If snake killing is wrong, then my dog Opal doesn’t want to do right by Carol Reese

opal young

Opal in her glory days

When I lived near the Luray TN bottoms, the dogs and I often walked the field road to the back of a farm tract known locally as “the island”. This was several hundred acres surrounded by water – swamp, stream and man-made ditches and canals. More accurately, I walked, and the dogs trotted, tumbled, trailed or ran. From a bird’s eye view, I imagine a wildly moving circle of four legged beasts with one slow moving two-legged beast toward the rear.

My squatty brown dog Opal was a snake killer. She so enjoyed it, that if I yelled “SNAKE!” to warn any unsuspecting dogs, she leapt into action, surging forward and scanning eagerly for action. I learned instead to shout “RABBIT”! and point the safest direction.

One day I experimented with shouting “SNAKE!” as she napped on the porch. She peeled up from deep sleep at full roar, thrilled at the prospect of doing combat with her hated foe.
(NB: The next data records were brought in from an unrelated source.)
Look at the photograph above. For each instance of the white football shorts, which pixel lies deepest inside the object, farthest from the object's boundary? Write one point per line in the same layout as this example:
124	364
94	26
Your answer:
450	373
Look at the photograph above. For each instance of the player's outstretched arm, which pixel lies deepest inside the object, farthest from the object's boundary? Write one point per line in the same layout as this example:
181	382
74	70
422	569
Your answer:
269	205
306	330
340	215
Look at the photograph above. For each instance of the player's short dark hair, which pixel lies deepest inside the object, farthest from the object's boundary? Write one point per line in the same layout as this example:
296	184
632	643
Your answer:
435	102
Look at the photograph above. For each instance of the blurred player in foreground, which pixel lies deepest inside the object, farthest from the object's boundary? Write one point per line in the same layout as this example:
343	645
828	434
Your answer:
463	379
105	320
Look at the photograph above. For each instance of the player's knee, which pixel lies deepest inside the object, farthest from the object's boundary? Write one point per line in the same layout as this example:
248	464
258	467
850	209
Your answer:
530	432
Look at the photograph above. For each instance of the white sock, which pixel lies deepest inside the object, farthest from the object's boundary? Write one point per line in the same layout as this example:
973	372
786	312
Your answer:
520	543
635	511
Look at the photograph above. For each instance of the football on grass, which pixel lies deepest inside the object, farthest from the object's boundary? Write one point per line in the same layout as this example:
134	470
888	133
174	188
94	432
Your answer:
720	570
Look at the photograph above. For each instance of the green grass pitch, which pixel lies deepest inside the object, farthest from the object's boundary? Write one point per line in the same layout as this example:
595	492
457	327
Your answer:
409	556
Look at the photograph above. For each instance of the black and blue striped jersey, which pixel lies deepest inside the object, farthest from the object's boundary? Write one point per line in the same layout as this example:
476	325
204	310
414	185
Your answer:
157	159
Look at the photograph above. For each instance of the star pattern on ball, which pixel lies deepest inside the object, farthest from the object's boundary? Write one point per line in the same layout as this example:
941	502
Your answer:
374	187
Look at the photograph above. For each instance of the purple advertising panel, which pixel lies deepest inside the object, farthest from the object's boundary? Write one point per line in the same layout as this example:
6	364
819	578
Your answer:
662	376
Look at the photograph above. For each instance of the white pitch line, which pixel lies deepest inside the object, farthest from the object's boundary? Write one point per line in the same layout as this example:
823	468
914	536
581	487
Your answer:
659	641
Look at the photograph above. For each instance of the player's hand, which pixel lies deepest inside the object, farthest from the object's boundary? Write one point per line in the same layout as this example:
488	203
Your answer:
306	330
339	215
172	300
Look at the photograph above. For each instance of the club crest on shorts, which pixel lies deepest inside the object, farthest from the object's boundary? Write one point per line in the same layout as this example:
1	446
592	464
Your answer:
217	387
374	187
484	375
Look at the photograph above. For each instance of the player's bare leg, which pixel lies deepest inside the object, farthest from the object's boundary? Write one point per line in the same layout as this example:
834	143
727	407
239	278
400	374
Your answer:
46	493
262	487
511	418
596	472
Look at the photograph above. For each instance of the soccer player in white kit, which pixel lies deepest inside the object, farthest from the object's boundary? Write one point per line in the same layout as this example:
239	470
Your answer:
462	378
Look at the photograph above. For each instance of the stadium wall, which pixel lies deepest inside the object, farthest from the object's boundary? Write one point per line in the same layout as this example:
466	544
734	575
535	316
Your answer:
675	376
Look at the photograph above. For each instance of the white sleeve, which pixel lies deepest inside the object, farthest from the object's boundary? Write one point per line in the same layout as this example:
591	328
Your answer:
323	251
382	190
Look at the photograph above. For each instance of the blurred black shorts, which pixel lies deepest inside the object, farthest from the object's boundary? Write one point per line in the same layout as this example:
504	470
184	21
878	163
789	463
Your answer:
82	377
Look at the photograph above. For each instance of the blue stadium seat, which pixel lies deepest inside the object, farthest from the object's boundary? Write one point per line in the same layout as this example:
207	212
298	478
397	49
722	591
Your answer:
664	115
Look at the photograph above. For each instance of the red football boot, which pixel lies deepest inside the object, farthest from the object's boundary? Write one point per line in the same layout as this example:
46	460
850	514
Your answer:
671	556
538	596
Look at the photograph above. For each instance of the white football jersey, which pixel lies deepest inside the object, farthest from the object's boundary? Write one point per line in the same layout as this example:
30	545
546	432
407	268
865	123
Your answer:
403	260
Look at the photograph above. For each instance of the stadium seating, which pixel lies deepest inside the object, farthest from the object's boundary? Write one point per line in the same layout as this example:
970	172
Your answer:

Opal had a face that looked like a caricature of a benevolent snapping turtle, and she made me laugh every day.

The field road to the tract known as “the island”, a place where these rescued dogs could run freely.

I did not like her lust for snake killing, though I grudgingly admired her ability and dedication to the task. I hold the snake clan in high esteem. Imagine getting around in the world without legs or arms, as well as being mostly despised and feared. They deserve admiration.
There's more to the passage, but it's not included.